週末の街歩きや人気の美術展など、混雑したなかを歩くと疲れを感じる人は多いだろう。人の流れに対して踏ん張り、背骨が固まっていることも一因。ポイントは背骨をしなやかにくねらせ、骨盤でバランスを取ること。流れに逆らうことなく、体をほぐしながら歩く。

【「ユラユラ昆布歩き」の正しい方法】

踏ん張らず、むしろリラックス。歩きながら自分の体をほぐすつもりで、背筋を張らずに柔らかく保つ。足を骨盤幅に広げ、腕を振ろうとせず、骨盤の動きに合わせて背骨を水中に漂う昆布のようにユラユラと柔軟に動かす。

長距離歩きの技 ~腕横振り歩き~

短距離走者とマラソンランナーとではフォームが違うように、歩くときも距離に応じて腕の振りを変えたほうがいい。長距離を歩くときは、上体を柔らかく保ち、腕は骨盤の動きを助ける横振りにすること。
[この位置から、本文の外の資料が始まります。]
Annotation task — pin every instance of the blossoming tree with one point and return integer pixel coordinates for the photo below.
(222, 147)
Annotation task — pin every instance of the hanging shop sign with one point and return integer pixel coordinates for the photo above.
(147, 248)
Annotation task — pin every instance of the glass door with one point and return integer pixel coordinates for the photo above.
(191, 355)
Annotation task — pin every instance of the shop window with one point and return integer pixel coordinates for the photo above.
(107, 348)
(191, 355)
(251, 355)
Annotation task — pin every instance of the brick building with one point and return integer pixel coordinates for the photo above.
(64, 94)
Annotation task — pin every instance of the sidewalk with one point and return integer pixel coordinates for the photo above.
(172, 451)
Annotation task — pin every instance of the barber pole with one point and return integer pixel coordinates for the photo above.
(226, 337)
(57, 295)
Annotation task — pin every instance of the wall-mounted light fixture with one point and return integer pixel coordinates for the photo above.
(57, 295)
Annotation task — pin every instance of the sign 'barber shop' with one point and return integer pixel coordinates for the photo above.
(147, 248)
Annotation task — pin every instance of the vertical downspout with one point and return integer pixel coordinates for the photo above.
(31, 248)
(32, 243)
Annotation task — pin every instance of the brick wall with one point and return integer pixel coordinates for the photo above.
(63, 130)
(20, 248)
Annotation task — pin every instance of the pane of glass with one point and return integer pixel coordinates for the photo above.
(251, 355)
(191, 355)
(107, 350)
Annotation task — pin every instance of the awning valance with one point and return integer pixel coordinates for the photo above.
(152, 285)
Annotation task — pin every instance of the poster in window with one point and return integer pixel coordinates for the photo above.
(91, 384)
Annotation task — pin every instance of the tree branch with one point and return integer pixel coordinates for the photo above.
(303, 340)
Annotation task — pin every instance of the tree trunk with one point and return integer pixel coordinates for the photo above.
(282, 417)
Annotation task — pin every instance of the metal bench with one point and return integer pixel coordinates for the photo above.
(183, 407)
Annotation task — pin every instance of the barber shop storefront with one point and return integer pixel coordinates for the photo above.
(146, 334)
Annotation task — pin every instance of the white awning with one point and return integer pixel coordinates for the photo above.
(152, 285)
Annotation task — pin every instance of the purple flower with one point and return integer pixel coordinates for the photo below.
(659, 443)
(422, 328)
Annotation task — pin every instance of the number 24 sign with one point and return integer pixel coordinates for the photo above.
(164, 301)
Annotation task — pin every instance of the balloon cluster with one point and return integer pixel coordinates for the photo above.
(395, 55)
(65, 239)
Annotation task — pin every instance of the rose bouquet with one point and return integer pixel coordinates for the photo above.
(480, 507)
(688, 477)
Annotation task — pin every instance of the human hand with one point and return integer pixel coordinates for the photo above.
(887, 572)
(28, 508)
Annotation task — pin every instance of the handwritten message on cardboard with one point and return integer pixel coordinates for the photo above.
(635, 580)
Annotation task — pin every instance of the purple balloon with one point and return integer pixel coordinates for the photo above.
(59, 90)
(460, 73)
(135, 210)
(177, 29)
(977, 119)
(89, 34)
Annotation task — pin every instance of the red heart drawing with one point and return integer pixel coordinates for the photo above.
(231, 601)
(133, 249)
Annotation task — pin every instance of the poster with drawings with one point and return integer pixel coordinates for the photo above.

すると、縦に振るより力まず、自然に歩ける。

【「腕横振り歩き」の正しい方法】

上体を柔らかく保ち、肘を軽く曲げて肩甲骨を前後に揺らすつもりで、腕を横に振る。こうすることで、腕と肩甲骨の動きに合わせて自然に骨盤が前に押し出される。足の運びがスムーズになり、疲れにくい。

【「腕横振り歩き」の間違った方法】

短距離走者のように、腕を縦に振ると、背筋に力が入りやすく、長距離歩行では疲れるだけ。また縦振りでは自然に大股歩きになり、かかと着地になりやすい。

荷物が多いときの技 ~骨盤幅スタンス歩き~

荷物が多いときは、前のめりになったり姿勢が左右に傾いたりしやすく、首や肩に負担がかかって疲れやすい。歩き方のポイントは、重力を受ける範囲を狭くすること。荷物はできるだけ体に寄せて持ち、骨盤幅で歩いて、体のぶれを最小限にするといい。

【「骨盤幅スタンス歩き」の正しい方法】

大きな荷物があるときでも、左右の足は骨盤幅を保ったまま平行に前に出すと、安定感があり、体のぶれが少ない。体がぶれないと、腕も肩甲骨の揺れに引っ張られて揺れる程度のため、荷物に振り回されずに済む。

【「骨盤幅スタンス歩き」の間違った方法】

荷物を持っているときに、一直線上に足を出す「モデルウオーク」をすると、体が揺れやすくなる。体を真っすぐ保とうとして、肩や首筋など上体に無駄な力が入り、体に負担がかかりやすい。